BEiT Base Patch16 224
Property | Value |
---|---|
Parameter Count | 86.5M |
License | Apache 2.0 |
Architecture | Vision Transformer (ViT) |
Paper | BEiT: BERT Pre-Training of Image Transformers |
Image Size | 224 x 224 |
What is beit_base_patch16_224.in22k_ft_in22k_in1k?
This is a powerful vision transformer model that implements the BEiT (BERT Pre-training of Image Transformers) architecture. It was initially pre-trained on ImageNet-22k using self-supervised masked image modeling (MIM) with a DALL-E dVAE visual tokenizer, then fine-tuned sequentially on ImageNet-22k and ImageNet-1k datasets.
Implementation Details
The model processes images by dividing them into 16x16 patches and employs a transformer architecture with 86.5M parameters. It operates with 17.6 GMACs and generates 23.9M activations during processing. The architecture follows the proven vision transformer approach while incorporating BERT-style pre-training mechanisms.

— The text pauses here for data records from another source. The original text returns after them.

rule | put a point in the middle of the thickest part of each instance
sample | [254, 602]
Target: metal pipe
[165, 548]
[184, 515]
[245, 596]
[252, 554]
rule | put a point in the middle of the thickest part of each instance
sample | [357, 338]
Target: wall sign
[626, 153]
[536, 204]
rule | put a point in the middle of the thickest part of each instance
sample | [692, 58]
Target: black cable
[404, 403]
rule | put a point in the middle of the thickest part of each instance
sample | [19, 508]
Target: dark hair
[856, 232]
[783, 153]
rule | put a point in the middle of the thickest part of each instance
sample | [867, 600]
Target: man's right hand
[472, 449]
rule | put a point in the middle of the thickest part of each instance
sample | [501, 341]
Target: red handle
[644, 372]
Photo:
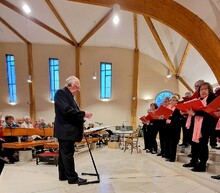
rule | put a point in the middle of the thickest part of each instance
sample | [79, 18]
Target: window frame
[54, 77]
[105, 80]
[11, 77]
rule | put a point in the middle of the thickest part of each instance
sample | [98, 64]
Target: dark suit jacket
[69, 120]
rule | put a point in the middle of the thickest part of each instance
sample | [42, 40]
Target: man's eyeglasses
[76, 87]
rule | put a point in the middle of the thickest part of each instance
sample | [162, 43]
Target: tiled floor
[119, 172]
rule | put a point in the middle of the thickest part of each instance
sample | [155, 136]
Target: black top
[69, 120]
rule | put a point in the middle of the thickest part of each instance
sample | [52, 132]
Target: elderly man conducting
[68, 129]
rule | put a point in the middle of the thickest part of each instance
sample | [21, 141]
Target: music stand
[96, 171]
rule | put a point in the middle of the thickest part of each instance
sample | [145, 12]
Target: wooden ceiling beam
[177, 17]
[183, 59]
[13, 30]
[135, 31]
[97, 27]
[160, 44]
[61, 21]
[36, 21]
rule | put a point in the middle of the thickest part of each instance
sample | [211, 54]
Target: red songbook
[194, 96]
[143, 119]
[161, 112]
[195, 105]
[146, 118]
[213, 107]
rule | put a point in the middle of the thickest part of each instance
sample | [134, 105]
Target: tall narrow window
[54, 77]
[10, 62]
[105, 80]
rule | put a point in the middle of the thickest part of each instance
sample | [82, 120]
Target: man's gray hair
[71, 80]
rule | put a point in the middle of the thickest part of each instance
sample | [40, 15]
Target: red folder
[195, 104]
[162, 111]
[213, 107]
[194, 96]
[146, 118]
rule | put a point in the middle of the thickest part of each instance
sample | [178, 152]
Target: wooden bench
[26, 144]
[26, 131]
[55, 145]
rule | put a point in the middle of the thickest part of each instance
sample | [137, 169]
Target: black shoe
[63, 179]
[199, 168]
[189, 165]
[216, 177]
[78, 181]
[4, 160]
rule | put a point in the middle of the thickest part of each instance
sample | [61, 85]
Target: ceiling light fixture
[116, 9]
[26, 9]
[168, 73]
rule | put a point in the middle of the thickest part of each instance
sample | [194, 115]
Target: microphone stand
[96, 171]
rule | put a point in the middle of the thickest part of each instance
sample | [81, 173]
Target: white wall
[152, 80]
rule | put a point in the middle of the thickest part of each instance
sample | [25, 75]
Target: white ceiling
[81, 18]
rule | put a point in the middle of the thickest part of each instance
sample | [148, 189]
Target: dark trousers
[2, 164]
[66, 166]
[186, 132]
[162, 129]
[200, 152]
[146, 146]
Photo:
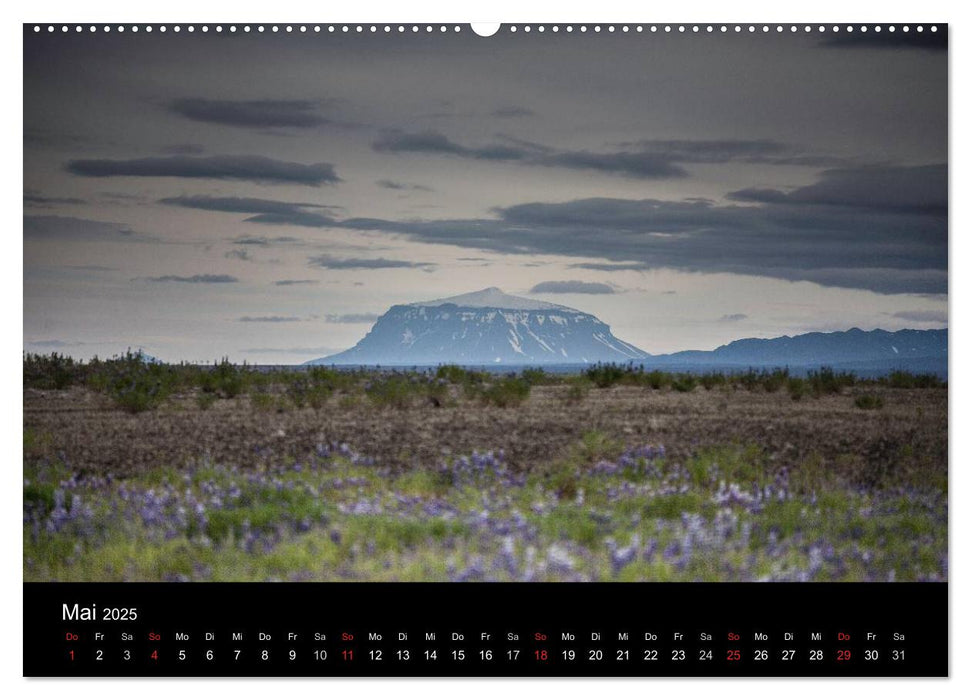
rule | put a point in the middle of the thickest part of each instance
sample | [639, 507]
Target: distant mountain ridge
[816, 349]
[491, 328]
[487, 327]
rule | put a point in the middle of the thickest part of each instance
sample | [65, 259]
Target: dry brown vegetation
[906, 436]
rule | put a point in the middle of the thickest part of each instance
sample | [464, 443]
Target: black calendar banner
[526, 349]
[371, 629]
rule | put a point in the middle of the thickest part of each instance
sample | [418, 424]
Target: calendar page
[449, 350]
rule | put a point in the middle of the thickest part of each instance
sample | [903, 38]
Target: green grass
[338, 520]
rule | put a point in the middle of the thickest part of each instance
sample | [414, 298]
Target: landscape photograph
[566, 305]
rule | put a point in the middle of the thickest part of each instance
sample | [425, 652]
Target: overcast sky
[266, 197]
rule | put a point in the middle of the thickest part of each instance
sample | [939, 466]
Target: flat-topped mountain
[486, 327]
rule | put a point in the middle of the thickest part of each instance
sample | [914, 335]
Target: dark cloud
[647, 159]
[38, 201]
[885, 39]
[293, 283]
[183, 149]
[611, 267]
[512, 111]
[572, 287]
[257, 169]
[195, 279]
[917, 189]
[260, 114]
[881, 245]
[431, 142]
[265, 211]
[392, 185]
[331, 263]
[351, 318]
[241, 205]
[269, 319]
[923, 316]
[73, 228]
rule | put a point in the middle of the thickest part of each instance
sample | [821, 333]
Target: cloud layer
[646, 159]
[258, 169]
[250, 113]
[571, 287]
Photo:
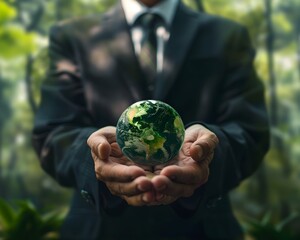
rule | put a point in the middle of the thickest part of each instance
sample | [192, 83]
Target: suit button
[87, 197]
[211, 203]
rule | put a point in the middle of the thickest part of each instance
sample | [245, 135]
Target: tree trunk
[199, 5]
[270, 54]
[28, 83]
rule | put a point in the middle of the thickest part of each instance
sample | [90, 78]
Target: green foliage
[6, 13]
[14, 40]
[26, 223]
[268, 228]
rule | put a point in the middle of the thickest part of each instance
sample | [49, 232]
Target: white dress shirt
[165, 9]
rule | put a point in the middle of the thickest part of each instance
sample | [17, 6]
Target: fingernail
[141, 188]
[159, 196]
[173, 178]
[145, 198]
[161, 187]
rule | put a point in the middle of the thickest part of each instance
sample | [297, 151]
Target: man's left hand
[190, 169]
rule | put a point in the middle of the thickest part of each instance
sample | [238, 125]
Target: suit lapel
[127, 64]
[182, 33]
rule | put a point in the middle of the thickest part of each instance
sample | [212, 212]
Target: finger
[100, 141]
[190, 174]
[204, 146]
[147, 198]
[166, 187]
[115, 172]
[99, 146]
[138, 186]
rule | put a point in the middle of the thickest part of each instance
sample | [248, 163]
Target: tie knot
[149, 20]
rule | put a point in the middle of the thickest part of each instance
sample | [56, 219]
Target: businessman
[201, 65]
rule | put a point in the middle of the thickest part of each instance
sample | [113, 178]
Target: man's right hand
[121, 176]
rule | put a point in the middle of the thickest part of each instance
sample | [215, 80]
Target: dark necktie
[147, 57]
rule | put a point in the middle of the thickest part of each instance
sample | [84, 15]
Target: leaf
[7, 214]
[7, 13]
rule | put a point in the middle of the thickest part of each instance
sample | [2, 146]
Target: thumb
[99, 146]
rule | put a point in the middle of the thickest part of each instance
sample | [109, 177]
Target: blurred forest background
[267, 203]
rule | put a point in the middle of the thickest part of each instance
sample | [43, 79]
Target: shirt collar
[133, 9]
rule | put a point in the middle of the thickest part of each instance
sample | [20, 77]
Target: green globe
[150, 132]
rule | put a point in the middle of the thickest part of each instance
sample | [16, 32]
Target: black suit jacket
[208, 78]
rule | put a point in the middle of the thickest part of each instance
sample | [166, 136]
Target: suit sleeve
[241, 124]
[63, 124]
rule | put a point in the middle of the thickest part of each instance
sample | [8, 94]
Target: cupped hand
[121, 176]
[190, 169]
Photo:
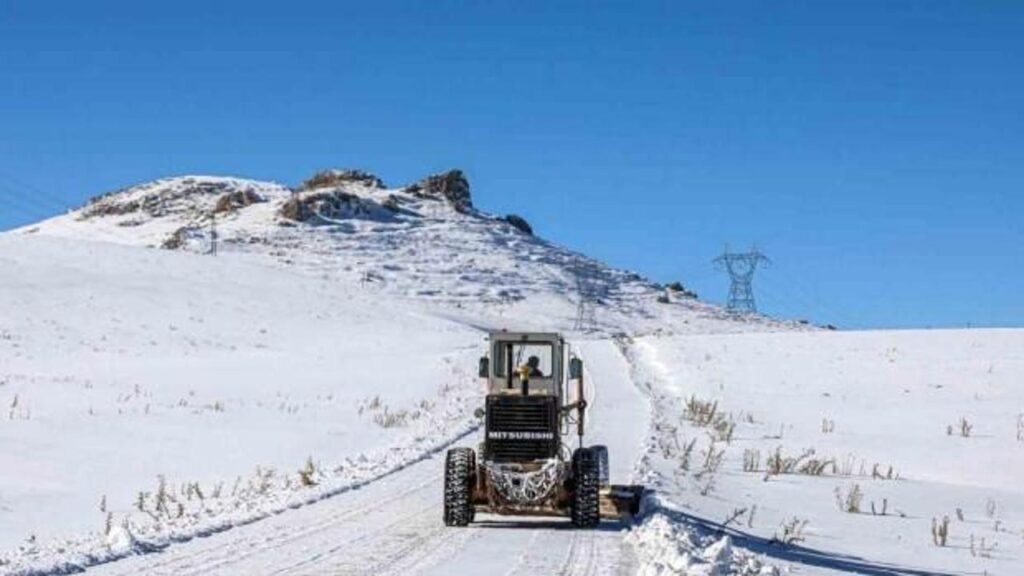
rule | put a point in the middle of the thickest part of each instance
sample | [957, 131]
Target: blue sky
[875, 151]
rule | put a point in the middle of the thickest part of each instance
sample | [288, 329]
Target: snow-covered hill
[424, 242]
[289, 397]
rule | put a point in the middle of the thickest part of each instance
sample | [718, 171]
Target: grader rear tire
[585, 507]
[460, 466]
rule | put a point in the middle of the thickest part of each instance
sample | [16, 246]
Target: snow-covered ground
[283, 407]
[924, 424]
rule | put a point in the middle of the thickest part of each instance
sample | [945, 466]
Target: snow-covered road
[393, 526]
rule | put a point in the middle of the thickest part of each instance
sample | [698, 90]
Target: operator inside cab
[531, 369]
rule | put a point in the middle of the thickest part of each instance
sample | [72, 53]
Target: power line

- Pre-trained using masked image modeling on ImageNet-22k
- Fine-tuned on ImageNet-22k and ImageNet-1k
- Uses 16x16 pixel patches for image processing
- Implements DALL-E dVAE as visual tokenizer
Core Capabilities
- Image Classification
- Feature Extraction
- Transfer Learning
- Visual Representation Learning
Frequently Asked Questions
Q: What makes this model unique?
This model uniquely combines BERT-style pre-training with vision transformers, using masked image modeling for self-supervised learning. The dual fine-tuning process on both ImageNet-22k and ImageNet-1k datasets provides robust visual understanding capabilities.
Q: What are the recommended use cases?
The model excels in image classification tasks and can be used for feature extraction in downstream computer vision applications. It's particularly well-suited for scenarios requiring rich visual understanding and transfer learning capabilities.